Tuesday, November 11, 2008

Superman?

I have this black T-shirt with the Superman "S" on it. I wore it a few weeks ago and my sister Melissa and I went to the grocery store. We walked around and bought all our crap and we were waiting in line. An elderly lady (I may be closing in on mid 30's, but 50ish is still old to me) was in line behind us with only an armful of goods while we had a cart full. I politely invited her to go ahead and step ahead of us. She said thanks and seemed to be a really sweet old lady. She saw the Superman shirt and went on and on about me being Superman. She did it so much that the sweetness fed into my bitterness. I even caught myself thinking "Maybe I shouldn't have let you cut in line." So the cashier jumps on the Superman bandwagon and went on and on.
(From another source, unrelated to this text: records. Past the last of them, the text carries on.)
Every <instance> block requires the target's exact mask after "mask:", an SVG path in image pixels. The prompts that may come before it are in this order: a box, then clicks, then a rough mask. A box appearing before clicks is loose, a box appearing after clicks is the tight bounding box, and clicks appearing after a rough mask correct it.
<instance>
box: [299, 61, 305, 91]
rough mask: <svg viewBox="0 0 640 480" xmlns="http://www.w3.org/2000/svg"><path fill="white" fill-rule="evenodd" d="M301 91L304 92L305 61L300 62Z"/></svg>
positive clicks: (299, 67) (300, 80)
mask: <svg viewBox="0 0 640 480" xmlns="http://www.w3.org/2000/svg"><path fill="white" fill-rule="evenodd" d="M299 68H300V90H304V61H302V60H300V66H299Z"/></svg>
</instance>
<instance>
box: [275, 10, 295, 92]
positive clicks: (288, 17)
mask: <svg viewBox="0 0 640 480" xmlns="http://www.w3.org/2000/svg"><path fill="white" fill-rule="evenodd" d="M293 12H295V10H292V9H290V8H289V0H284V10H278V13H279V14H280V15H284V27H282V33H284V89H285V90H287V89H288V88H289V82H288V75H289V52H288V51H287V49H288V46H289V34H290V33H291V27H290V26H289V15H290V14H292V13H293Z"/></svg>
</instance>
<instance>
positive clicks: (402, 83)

I flashed a couple courtesy smiles and threw out a couple courtesy laughs but just happy to get the hell out of there. So here we are a few weeks later. I had my Superman shirt on once again. I was at the post office. In line ahead of me were three old people. Two grandmas and one grandpa. It's always the old people. I happen to somewhat know the grandmas. One caught eye and so I smiled and said "Hi". And off we go... Superman this and Superman that.... Grandpa was all getting into it too. Then I notice at the counter is another lady I know. With her is her little boy, who also I know. I saw him playing with the little toy thing they have there. Now this is a kid I actually like, there are only a small handful of those. He saw me and ran to his mom which he's done before, usually at his house when I go to visit. "Mom. Mom. Garret.", he would say pointing at me. So he reaches his mom "Mom. Mom. Superman." I was thinking "No, it's not stupid Superman, it's Garret." Ha ha. So as I waited in line she got finished with her business we said our Hellos and the little boy was asking his mom if I really was Superman. So it's cute when little kids I like say it but annoying as hell when the elderly do. So should I suck it up and enjoy it the Superman attention or should I burn the shirt?

3 comments:

Liz Lane said...

I think you're on to something...you should really go all out with it. Next time wear the tights. Then add the red speedo. After awhile, incorporate a cape. Pretty soon, you'll be wearing it everyday. On Sunday's you'll just have to put the church attire on OVER it. Don't worry about the attention, or the friends who begin handing you cards from CBHS. They won't understand. I mean, who is Superman anyway? (Sorry--I've been up all night with kids and am sleep deprived. Can you tell)

jooglin said...

Lets think about this for a minute...humm....Well, do you have any superpowers? Say, flying, x-ray vision or night spying backwards walking powers? If not I say ditch the shirt and hit up one of those t-shirt shops that will make you a shirt out of your header. Then it will be clear who you are and the old people won't bug ya.

Kristina said...

Hey, Superman is the man to all little kids (coming from a mom of 3 boys). Add glasses for their sake and add a message to the back of the shirt for the elderly who can read. Ha, Ha, Ha.